Inception‘s Depiction of Dreams

As David Denby observed in his The New Yorker review of Inception, “Cobb’s intercranial adventures aren’t like dreams at all — they’re like different kinds of action movies jammed together.”

All the dreams in Inception are visually spelled out to every last detail and, at least to me, are too linear. My dreams are hazy in detail except for the specific mental/emotional focus of the dream moment — a tunnel vision effect — and display a fluid, non-linear logic.

Nolan’s sequences, by contrast, really do look like a bunch of action sequences from various blockbusters of the past 10 years, detailed, crystal clear to the edges. It just doesn’t feel like dreaming.

Of course, if the dreams really did have the foggy, indistinct quality of actual dreams, then Nolan’s project to keep the viewer guessing about what was dream and what was not would be compromised.

Then again, from the dreamer’s perspective the dream is completely real. Although it’s the precision of Nolan’s dream sequences that strikes an off note for me.

However, what finally rings most false is showing dream action from an omniscient perspective, rather than always subjectively.

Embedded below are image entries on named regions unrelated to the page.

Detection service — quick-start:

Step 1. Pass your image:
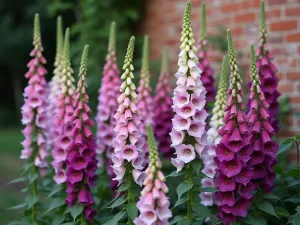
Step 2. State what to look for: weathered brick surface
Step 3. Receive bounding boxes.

[139,0,300,144]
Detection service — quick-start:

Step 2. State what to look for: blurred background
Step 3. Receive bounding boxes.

[0,0,300,224]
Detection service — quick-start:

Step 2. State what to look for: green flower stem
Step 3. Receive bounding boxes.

[187,165,193,220]
[126,163,133,225]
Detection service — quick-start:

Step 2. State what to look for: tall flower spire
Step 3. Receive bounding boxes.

[20,14,48,224]
[247,45,278,192]
[137,35,153,152]
[200,56,228,206]
[170,1,208,222]
[170,1,208,171]
[215,30,253,225]
[197,3,216,103]
[256,0,280,133]
[66,45,97,221]
[47,16,64,149]
[134,125,172,225]
[52,28,75,184]
[154,47,174,157]
[96,22,121,190]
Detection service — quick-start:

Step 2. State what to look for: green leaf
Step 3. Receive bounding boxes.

[126,202,138,220]
[176,181,194,199]
[264,194,280,201]
[8,177,27,185]
[47,185,63,199]
[103,211,126,225]
[199,187,219,192]
[108,196,127,209]
[192,205,211,217]
[170,216,184,225]
[25,194,39,209]
[7,203,27,210]
[243,215,267,225]
[166,170,183,178]
[44,198,65,215]
[70,204,83,222]
[283,197,300,204]
[173,198,187,209]
[51,215,65,225]
[257,201,278,217]
[286,180,300,188]
[28,172,39,184]
[275,207,291,217]
[277,140,294,155]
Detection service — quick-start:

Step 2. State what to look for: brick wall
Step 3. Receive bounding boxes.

[140,0,300,157]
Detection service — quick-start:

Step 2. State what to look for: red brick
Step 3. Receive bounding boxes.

[221,3,242,13]
[235,13,256,23]
[278,84,293,93]
[286,72,300,80]
[271,20,297,31]
[285,7,300,16]
[266,9,281,18]
[286,33,300,42]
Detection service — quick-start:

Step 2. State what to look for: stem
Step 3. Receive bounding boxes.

[127,165,133,225]
[187,165,193,220]
[296,140,300,166]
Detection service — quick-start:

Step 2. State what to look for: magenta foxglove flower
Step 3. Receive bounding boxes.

[247,46,279,193]
[200,56,227,206]
[137,35,154,155]
[215,30,254,225]
[66,45,97,221]
[197,3,216,103]
[96,22,121,190]
[47,16,64,149]
[134,125,172,225]
[52,28,75,184]
[154,48,174,157]
[112,37,145,185]
[20,14,49,172]
[251,1,280,133]
[170,1,208,171]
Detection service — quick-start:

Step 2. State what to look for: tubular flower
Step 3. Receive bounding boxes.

[197,3,216,103]
[47,16,64,149]
[154,48,174,157]
[200,56,227,206]
[134,125,172,225]
[112,37,145,185]
[96,22,121,190]
[66,46,97,221]
[170,1,208,171]
[247,46,279,192]
[137,35,154,155]
[256,1,280,133]
[20,14,49,172]
[52,28,75,184]
[215,30,253,225]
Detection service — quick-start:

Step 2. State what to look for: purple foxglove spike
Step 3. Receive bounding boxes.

[20,14,49,175]
[248,46,278,193]
[96,22,121,190]
[134,125,172,225]
[66,46,97,222]
[215,30,253,225]
[154,48,173,157]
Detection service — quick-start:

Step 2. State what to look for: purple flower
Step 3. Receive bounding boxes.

[215,30,256,222]
[66,46,97,221]
[96,22,121,190]
[20,14,49,175]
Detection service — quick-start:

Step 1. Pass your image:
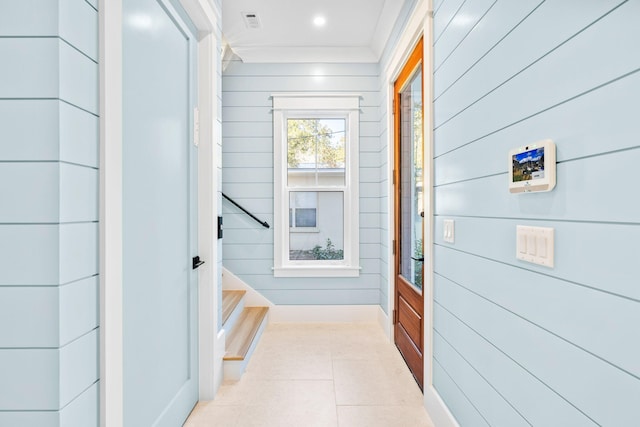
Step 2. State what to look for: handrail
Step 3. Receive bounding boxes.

[222,193,270,228]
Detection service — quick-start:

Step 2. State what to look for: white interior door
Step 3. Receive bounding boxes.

[122,0,198,427]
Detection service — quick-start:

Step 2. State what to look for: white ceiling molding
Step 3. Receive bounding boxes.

[233,46,379,63]
[222,0,406,63]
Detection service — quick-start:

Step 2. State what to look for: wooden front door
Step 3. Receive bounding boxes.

[394,40,425,388]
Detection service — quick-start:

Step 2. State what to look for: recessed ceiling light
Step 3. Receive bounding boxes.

[313,16,327,27]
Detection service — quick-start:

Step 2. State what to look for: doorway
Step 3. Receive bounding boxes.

[393,39,425,388]
[122,0,198,426]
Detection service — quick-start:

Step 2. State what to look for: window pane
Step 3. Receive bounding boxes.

[287,118,346,187]
[289,191,344,260]
[296,208,316,227]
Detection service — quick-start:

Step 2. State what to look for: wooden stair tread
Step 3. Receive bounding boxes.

[222,290,247,325]
[224,307,269,360]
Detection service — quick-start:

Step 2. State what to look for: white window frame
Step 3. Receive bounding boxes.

[272,93,360,277]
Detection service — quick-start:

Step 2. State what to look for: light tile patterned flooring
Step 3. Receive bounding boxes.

[185,323,433,427]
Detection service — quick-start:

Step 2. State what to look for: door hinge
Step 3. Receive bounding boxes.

[193,107,200,147]
[191,255,204,270]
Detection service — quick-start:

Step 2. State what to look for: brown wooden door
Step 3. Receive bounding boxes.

[393,40,425,388]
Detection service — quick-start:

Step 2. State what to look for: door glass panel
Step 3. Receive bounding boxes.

[287,119,346,187]
[400,69,424,290]
[289,191,344,261]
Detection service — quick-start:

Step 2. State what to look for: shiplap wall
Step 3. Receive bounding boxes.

[222,61,382,304]
[0,0,99,427]
[433,0,640,427]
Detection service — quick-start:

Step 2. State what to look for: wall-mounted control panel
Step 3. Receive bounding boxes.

[442,219,456,243]
[516,225,554,268]
[509,139,556,193]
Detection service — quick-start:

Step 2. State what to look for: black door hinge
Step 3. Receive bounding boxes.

[191,256,204,270]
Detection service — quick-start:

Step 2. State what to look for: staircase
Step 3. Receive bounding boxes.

[222,290,269,381]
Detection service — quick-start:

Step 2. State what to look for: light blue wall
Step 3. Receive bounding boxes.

[222,61,382,304]
[0,0,99,427]
[433,0,640,427]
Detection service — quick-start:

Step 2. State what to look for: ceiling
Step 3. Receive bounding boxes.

[222,0,404,63]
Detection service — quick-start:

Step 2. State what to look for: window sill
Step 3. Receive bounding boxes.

[289,227,320,233]
[273,265,361,277]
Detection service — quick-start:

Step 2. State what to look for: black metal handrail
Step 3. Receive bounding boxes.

[222,193,270,228]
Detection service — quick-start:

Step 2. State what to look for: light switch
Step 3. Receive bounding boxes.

[536,235,547,258]
[518,234,527,254]
[442,219,455,243]
[516,225,554,268]
[527,236,537,256]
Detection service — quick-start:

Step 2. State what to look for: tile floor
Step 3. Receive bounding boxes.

[185,323,433,427]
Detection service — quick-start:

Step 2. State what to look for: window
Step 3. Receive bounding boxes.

[273,94,360,277]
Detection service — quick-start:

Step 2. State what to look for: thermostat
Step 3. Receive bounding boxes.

[509,139,556,193]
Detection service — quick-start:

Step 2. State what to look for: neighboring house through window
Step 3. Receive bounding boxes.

[273,94,359,277]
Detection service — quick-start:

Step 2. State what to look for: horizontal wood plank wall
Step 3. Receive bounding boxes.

[434,0,640,426]
[222,61,382,305]
[0,0,99,427]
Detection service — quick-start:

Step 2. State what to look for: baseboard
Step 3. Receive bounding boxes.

[424,386,460,427]
[213,329,226,399]
[269,305,380,323]
[378,306,393,340]
[222,267,274,309]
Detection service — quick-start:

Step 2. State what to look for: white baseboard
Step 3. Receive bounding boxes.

[424,386,460,427]
[378,306,393,340]
[213,329,227,399]
[269,305,380,323]
[222,267,274,311]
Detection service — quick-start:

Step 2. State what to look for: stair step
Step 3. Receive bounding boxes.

[222,290,247,325]
[224,307,269,361]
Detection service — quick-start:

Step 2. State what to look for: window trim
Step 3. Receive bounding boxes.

[272,93,360,277]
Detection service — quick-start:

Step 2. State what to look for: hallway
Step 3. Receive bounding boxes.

[185,323,433,427]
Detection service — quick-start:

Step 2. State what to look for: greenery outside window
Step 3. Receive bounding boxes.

[273,94,359,277]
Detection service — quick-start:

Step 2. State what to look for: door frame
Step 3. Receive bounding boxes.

[383,0,458,427]
[390,37,424,388]
[98,0,224,427]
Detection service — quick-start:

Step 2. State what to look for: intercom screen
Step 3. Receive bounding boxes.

Dreams are totally subjective and when the film shows action from a detached-observer perspective, it violates dream logic.

Cinematic Depiction of Dreams: Hitchcock’s Spellbound

When I think of great dream sequences, Alfred Hitchcock’s Spellbound (1945) tops the list. The dream-sequence sets were designed by surrealist artist Salvador Dalí and the sequences have the true feel of a dream.

Spellbound Dream Sequence, Set by Salvadore Dali

Spellbound Dream Sequence, Set by Salvadore Dali

David Lynch’s Eraserhead

For my money, the best evocation of dream is to be found in David Lynch’s 1977 masterpiece Eraserhead (1977), and with a budget of $10,000!

Eraserhead, David Lynch

Eraserhead, David Lynch

The entire film feels like a dream — the sound, the ambiance, the non-linear logic — and then there’s a dream sequence! Talk about dreams within dreams!

Inception‘s Casting: Too Many Familiar Faces

I usually find that too many familiar faces in a film detracts from the experience of suspending one’s disbelief. Yeah, I know it’s what fills the seats, but I’d go see a Christopher Nolan film because it’s a Christopher Nolan film, not because it has Leonardo DiCaprio, Ken Watanabe, Joseph Gordon-Levitt, Marion Cotillard, Ellen Page, Pete Postlethwaite, Tom Berenger, and Michael Caine.

It took me about a third of the way in before DiCaprio’s character began to ring true. And I found Ellen Page, pretty much playing the Juno character on smart drugs, unconvincing. I think Ms. Page is a fine actress, but I think she was miscast in this role. Michael Caine? Sure, why not. But it’s always “hey, there’s Michael Caine” and — whoosh! — once again you’re yanked out of the story.

Visually and Conceptually, a Great Ride

Despite my misgivings, I actually enjoyed Inception, if only for the spectacular visuals (I saw it in IMAX) and the tortuous and nested narratives. Nolan’s toying with the viewer experience, keeping the viewer from relaxing into a storyline and hitting cruise control, really forcing the viewer to pay attention or else lose the thread of the story, is what I loved about Memento and what I liked about Inception.

Being a big fan of American novelist Thomas Pynchon, I’m very comfortable with the destabilizing effects of nested narratives and ambiguous endings. As there aren’t that many filmmakers who are willing to incorporate such devices in their films (check out The Saragossa Manuscript and the work of Charlie Kaufman), I’m always glad when a film is released that does do this, even if it’s not entirely successful.

I just think Memento did it far better, and with far less.